Classics already lining up for car club show Sunday
Some classics will be out front while their owners work behind-the-scenes.
They'll join the impressive display of vintage vehicles provided by organizers of this Sunday's Beldenville Old Car Club Show. The 29th annual show on the Pierce County Fairgrounds in Ellsworth begins at 8 a.m.
"We usually get anywhere from 500 to 750 cars and trucks," John Losgaard of the club said Wednesday.
A preview sampling of the attractions the public can expect during the show appeared outside the car club's building at the fairgrounds last week, supplied by those working members and arranged by Losgaard. The variety ranged from his own 1929 Model A Roadster replica to a 1972 Chevrolet Impala.
To carry a collector's plate, a vehicle has to be at least 20-years-old, he said; for an antique plate, it must be at least 30. Under the special plate on his 1929 Shay as part of the holder is a "car graveyard marker" engraved with Losgaard and wife Barb's names, made by Lowell Bystrom.
But the Shay has plenty of life left in it. He said the replica built by Ford 26 years ago carries 5,500 original miles. It features all the old-time accessories, including a rumble seat, plus several new ones, such as turn signals and four-wheel disc brakes.
Although the car was sold through Ford dealerships, he bought this one from a private owner, Losgaard said. It had been cared for by the late Bill Carr of Ellsworth, whose wife Ann agreed to sell it to him after her husband died.
"I'd been trying to buy it for four years," he said, adding he thought the purchase made an ideal gift for he and his spouse's 39th wedding anniversary.
The Shay's fiberglass contrasted with the all-steel body of a 1930 Ford Model A two-door sedan parked next to it, owned by Doug Stockwell. No replica, this set of historic wheels with a four-cylinder engine above has 63,000 original miles.

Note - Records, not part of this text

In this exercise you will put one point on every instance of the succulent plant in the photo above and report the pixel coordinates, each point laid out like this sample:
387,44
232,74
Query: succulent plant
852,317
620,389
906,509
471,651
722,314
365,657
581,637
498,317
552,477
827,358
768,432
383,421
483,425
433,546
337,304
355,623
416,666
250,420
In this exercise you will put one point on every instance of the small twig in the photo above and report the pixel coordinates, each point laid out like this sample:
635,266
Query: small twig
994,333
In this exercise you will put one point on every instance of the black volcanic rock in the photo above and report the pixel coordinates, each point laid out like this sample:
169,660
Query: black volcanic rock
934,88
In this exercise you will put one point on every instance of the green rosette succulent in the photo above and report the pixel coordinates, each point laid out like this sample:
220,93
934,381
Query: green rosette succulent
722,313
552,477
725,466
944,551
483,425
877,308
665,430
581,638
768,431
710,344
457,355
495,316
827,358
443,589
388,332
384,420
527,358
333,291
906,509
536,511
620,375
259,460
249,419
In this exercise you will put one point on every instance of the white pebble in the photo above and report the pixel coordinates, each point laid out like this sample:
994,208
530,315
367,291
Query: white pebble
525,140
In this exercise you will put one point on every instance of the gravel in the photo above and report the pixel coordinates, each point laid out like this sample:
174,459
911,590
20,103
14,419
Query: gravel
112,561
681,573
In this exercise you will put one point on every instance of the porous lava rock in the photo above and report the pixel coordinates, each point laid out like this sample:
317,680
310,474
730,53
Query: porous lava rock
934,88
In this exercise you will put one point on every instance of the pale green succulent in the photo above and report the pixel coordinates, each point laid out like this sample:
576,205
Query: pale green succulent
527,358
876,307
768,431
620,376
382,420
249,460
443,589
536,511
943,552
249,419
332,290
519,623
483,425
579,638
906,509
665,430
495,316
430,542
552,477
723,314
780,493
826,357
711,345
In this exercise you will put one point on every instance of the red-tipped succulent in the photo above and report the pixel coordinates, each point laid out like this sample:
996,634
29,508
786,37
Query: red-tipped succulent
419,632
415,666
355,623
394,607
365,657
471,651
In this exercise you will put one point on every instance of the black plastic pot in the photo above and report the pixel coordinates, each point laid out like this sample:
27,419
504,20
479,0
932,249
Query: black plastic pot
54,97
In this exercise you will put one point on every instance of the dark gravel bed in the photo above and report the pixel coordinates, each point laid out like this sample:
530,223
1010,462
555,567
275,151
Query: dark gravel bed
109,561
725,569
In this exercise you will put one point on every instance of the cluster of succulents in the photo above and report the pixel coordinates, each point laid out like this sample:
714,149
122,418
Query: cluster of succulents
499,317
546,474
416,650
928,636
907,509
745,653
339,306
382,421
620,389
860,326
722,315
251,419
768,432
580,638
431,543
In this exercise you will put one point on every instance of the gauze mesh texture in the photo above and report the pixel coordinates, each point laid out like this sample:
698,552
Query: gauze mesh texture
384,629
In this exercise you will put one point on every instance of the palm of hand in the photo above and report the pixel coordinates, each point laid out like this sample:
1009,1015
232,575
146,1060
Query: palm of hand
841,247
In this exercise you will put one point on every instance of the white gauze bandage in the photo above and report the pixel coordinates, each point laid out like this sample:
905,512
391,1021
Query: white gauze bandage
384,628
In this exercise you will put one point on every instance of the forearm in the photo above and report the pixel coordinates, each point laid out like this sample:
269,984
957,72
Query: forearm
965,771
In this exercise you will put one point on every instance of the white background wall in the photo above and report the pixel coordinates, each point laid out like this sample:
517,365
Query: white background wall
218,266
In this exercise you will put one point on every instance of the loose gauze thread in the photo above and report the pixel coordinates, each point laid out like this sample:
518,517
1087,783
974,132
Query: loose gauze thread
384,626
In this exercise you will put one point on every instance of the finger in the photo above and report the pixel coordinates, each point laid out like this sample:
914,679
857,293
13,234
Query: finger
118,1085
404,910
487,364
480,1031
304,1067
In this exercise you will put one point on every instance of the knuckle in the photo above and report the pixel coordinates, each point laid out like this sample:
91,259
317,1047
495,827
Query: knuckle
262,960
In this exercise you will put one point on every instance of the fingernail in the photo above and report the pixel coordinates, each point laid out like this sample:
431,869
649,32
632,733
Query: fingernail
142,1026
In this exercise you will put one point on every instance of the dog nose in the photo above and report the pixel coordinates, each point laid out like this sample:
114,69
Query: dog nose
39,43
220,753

Stockwell said an admirer who'd climbed underneath the restored '30 to take a closer look told him everything on it is "correct."
The present owner knew the Sebion boys drove it when it was much newer.
"I rode in it when I was 13- or 14-years-old," he remembered, showing a looped device on the headliner George Sebion had used as a "hat rack."
Since then, Jerry Radkey bought it in 1961 or '62, Stockwell said. A couple of years ago, he got it from Butch Gilbertson.
The 1949 Studebaker Commander shown by John Geister nearby represents a departure for its owner. Geister's mostly been into Chevys when it comes to classics, having a '57 Chev ever since he graduated from high school and also owning a '58.
He got the Studebaker five years ago in Osseo, from a young man who'd originally bought it for his father, said the 35-year club veteran. The whitewall-tired Commander is nonetheless a common man's car, powered by a flathead six. Appointments from the past include suicide doors and a visor over the windshield.
A blend of the old and new is embodied by Dick Dukakis' 1954 Ford pickup. Shortly after he got it at an estate sale in the Twin Cities five years ago, he had it repainted light yellow. Then, the former Marine had symbols of the Corps added, including the official seal, the legend "Semper Fi" and the Stars and Stripes.
"I drive it all the time," he said, noting he has a 1963-1/2 Ford Galaxie at home, too. "I take them to parades."
The mechanical work had already been done on the street cam, according to its present owner. All stock, the stepside pickup contains a straight six with a split manifold that gives it a quiet running sound, he said, aware it will do up to 80 mph. It's outfitted with a hand choke and a hood scoop, among other extras.
The newest in the lineup was driven by Bill Leonard of Plum City. The white-over-red '72 Chevy Impala came from one of Leonard's friends in Iowa County 10 years ago, he said. A cousin's boy did the body work, for which new panels were bought. A 350 engine is under the hood.
"It's a nice cruisin' car," he said.
Leonard, who's responsible for the swap spot during the car club show, owns several classics. He also has a '31 Chevy, a '50 Studebaker and a '61 Thunderbird.
Sunday's show will offer 15 classes and 78 trophies. Besides cars and trucks from the past, there will be an antique tractor display and farm toy show.
New this year to the array of refreshments will be homemade ice cream by Jerry Van Heukelom; returning favorites are Al's Kettle Corn, Stockwell's Maple Treats, plus roast pork sandwiches, lunch and beverages. Breakfast will be available Sunday morning.